Lee: If you posted a thing now, how fast, I have a hotel room for real, I’m just curious …

tanster: If I posted it now? How fast would it take for someone to respond? Immediately.

Lee: Somebody in San Diego would say, oh Lee Eisenberg can stay with me? (Does Lee even have to ask?)

Justin: Let’s say one of The Office writers needs a kidney. (Everybody laughs.)

Matt: Three minutes.

Lee (to Justin): The problem with that is that the Tallyheads would want you to do the operation.

Greg: The FBI is riddled with Tallyheads. The founding fathers were Tallyheads.

At this point, Matt takes a photo.

Greg (to Matt): You didn’t happen to be in Banff, Canada, did you?

Matt: I did not happen to be in Banff.

tanster: Does he look familiar?

Greg: Yeah, you look familiar! Last summer, I went to the Banff Television Festival and did some interviews with some guys …

Matt: Next time you go to Banff, I’ll go. Just so this makes more sense later.

And with that, my audio recording ends. It was less a formal interview and more of a casual chat. With some spoilers thrown in, of course. Hope you enjoyed it, Tallyheads!

Thanks to Jen, Mike, Greg, Justin, Lee, Rainn, J, J, and J for letting me hang out in the press room with y’all.

A special thanks to Matt for being OfficeTally’s photographer, videographer, and post-production engineer during this trip. Hope you had fun! :)


  1. OOOOH! Spoiling. I wonder who’s gonna lose weight? I can’t really imagine like, Angela and Creed dieting. But sounds fun! xD

  2. Way to get Jen and Mike to do some spoiler spoilery spoiling, Tanster! What an episode concept! I am soooo pumped for Sept. 25. Sigh, if only it weren’t late July.

  3. That sounds PERFECT! Oh my gosh, what an amazing way to start the season, show what the summer was like, provide a unique episode, and check in on all of our favorite couples.

  4. Also, the weight loss competition is something my company does so it’ll be fun seeing that played out on The Office.
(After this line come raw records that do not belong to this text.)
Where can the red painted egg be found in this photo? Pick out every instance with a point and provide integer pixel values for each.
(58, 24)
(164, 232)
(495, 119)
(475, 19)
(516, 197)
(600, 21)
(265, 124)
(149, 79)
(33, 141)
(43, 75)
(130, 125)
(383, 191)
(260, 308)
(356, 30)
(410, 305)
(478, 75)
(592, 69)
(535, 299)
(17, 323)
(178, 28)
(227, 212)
Just gives me more reason to be excited for the premiere.

  5. Wow! I’m glad the Office team is doing something new for us. This creative and dynamic bunch really know how to spoil their fans.

  6. WOAH!!!!! that’s crazy! I’m super excited though – I’m sure The Office team will be able to pull this off very nicely.

  7. I also don’t see any long-term weight loss. So hopefully they make it a joke that nobody is losing weight. If they reference Hurley from LOST, that’d be great too!

  8. WAIT. Wait wait wait. Are they being serious?


    Yeah, I’m sorry I have to ask too.

  9. I’m new to the whole Weight Lost at Work Contest… Is there a certain prize for the winner?? I bet Michael would give the winner a year-long pass to Old Country Buffet :)

  10. I am SOO excited. Excited isn’t even the word. I’m “uber-excited” times 1000. September seems so far away… :(

  11. Thanks Tanster!!! That sounds AWESOME…I think it will be GREAT to see what they do over an 8 week period…especially giving the “cliff hangers” from the season finale of season 4!!! Can’t WAIT until Sept. 25th!!!!! :)

  12. Chalk this up to another Office episode that emulates my ACTUAL office life…so sad, but at least the show provides a humorous spin on seriously boring work events. If only Michael Scott was my boss, the workplace would actually be interesting and exciting.

  13. Yay, spoilers!!!! Thanks so much. The season premiere sounds very innovative and hilarious. I bet nobody loses weight at Scranton. Teehee.